Now, this supposed deliberate appearance relies on a) either the distance between the base of the King's Chamber's walls and the surface of its raised floor or the distance between the surface of its raised floor and the top of its walls (one being a natural product of the other) b) the length of the Chamber c) the width of the Chamber and d) the full height of its walls.
Question, how did the architect go about creating the appearance of Phi in the King's Chamber?
I think we can safely presume he started with the floor plan, making it a rectangle 10rc x 20rc.
But what did he do from there on?
To say that the 4th Dyn. Egyptians knew the ratio Phi and deliberately incorporated it in their planning of the King’s Chamber requires, IMO, mathematical proof that its appearance cannot be down to an accident of design.

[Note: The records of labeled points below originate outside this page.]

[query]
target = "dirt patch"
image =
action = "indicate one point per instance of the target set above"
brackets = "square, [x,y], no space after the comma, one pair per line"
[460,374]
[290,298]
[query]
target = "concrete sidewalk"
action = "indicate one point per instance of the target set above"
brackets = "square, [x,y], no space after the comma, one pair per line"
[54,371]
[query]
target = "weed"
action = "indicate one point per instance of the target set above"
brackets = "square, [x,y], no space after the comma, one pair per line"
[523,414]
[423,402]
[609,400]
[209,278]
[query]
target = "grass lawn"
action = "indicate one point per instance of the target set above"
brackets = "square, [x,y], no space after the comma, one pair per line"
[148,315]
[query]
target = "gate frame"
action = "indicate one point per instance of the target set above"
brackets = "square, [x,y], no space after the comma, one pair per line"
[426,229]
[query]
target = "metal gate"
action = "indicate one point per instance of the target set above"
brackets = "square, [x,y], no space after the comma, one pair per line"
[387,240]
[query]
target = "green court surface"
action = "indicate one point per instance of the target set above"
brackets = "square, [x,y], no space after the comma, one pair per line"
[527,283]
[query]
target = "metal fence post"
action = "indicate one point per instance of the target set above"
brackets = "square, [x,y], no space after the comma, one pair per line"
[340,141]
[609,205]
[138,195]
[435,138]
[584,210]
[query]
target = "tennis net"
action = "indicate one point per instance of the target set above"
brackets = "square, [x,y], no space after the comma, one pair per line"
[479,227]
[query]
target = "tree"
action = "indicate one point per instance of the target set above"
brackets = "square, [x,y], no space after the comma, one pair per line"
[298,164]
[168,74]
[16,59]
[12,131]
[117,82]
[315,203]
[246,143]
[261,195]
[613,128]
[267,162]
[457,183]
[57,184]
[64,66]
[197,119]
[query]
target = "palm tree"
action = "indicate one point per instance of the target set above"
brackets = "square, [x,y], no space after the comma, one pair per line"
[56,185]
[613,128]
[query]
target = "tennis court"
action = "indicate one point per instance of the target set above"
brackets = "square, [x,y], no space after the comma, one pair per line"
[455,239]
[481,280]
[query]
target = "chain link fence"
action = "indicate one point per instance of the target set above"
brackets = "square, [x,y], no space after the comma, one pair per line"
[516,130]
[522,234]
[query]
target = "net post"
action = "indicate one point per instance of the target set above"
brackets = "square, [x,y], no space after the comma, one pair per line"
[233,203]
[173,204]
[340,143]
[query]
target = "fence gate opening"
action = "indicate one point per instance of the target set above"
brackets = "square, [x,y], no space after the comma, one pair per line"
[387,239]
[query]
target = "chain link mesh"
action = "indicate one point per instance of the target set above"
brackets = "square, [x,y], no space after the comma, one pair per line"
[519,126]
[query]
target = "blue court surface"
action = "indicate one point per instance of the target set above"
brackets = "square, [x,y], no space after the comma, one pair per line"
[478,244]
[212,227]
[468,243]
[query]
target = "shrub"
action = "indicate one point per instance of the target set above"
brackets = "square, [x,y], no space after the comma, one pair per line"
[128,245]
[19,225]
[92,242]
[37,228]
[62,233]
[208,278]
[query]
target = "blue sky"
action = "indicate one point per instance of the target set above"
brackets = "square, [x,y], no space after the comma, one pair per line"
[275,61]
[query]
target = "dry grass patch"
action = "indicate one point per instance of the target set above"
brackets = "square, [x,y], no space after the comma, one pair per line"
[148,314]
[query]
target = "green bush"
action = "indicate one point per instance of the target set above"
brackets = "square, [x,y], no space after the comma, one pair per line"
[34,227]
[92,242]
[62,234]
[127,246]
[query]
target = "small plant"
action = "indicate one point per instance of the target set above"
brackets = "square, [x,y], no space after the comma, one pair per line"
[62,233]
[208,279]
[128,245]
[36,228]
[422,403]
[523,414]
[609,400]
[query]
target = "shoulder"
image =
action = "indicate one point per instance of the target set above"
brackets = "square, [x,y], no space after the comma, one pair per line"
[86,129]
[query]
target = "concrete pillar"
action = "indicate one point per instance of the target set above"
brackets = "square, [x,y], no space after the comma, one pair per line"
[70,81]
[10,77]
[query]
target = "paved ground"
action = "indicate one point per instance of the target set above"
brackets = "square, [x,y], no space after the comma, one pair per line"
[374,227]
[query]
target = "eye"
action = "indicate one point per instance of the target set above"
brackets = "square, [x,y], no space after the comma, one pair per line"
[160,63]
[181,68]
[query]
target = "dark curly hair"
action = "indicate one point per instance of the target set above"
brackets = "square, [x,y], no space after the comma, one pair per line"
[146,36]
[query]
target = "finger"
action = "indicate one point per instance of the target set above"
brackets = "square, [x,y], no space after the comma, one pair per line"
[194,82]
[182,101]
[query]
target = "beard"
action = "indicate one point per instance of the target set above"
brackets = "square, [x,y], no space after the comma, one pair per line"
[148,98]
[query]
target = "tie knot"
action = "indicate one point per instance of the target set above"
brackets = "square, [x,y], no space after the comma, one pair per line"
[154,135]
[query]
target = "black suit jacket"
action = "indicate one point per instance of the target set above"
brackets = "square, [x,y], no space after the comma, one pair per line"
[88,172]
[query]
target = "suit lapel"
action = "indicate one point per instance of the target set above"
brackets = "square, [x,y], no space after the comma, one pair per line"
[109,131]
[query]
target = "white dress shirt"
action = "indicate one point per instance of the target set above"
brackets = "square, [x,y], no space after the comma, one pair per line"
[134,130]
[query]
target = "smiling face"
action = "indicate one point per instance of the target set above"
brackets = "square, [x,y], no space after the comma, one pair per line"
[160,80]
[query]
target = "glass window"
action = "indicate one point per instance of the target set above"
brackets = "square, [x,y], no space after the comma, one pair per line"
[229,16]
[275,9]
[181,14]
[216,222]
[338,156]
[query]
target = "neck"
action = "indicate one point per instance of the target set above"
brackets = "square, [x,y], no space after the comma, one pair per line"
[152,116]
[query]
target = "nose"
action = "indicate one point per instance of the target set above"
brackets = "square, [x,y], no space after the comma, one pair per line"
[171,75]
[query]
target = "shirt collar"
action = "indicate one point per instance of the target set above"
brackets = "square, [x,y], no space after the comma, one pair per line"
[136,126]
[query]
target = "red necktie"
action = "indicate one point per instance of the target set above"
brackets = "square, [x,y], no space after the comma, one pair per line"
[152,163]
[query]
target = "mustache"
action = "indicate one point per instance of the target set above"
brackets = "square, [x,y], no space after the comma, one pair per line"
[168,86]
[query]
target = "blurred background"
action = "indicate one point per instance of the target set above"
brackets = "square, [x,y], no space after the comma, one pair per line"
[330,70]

Now, I have found three ways of reproducing the KC Phi effect or a dimension very close to it.
Only one of these three methods involves the deliberate application of Phi.
The other two create the effect as a natural product of other things.
I suggest that this indicates that the appearance of Phi in the King’s Chamber is unintentional.
IIRC, Phi can also be found in the Pyramid’s superstructure (I can’t recall offhand how it goes).
But again the situation is that it can be shown to be the natural product of something else.
In this instance, simply building a pyramid with a rise of 1 royal cubit to 5 ½ palms run produces the effect.
IMO, keeping ‘pyramid geometry’, to coin a phrase, simple does require the exclusion of the Phi ratio.
Regards,
MJ
Note:
Unfortunately, the actual floor of this Chamber is tilted (NE corner to SW corner, IIRC) by more than 2 inches.
Consequently, it is difficult to tell what the intended distance between the base of the walls and the surface of the floor was (using the top of the first wall course as a guide it is actually from 4.1" to 6.39", or 5.25" +/- 1.15").
Measurements gleaned from the flooring between the King’s Chamber and the Great Step, the face of the Great Step itself, the Grand Gallery ramps, the step in the Queen’s Chamber Passage, and the Queen’s Chamber doorway suggest that the floor of the KC was planned to be 0.27 royal cubits (5.6”) above the base of the Chamber’s walls.
This 0.27 royal cubits is simply the difference between the vertical and perpendicular heights of a passage 2.286 royal cubits high set at a 1:2 gradient.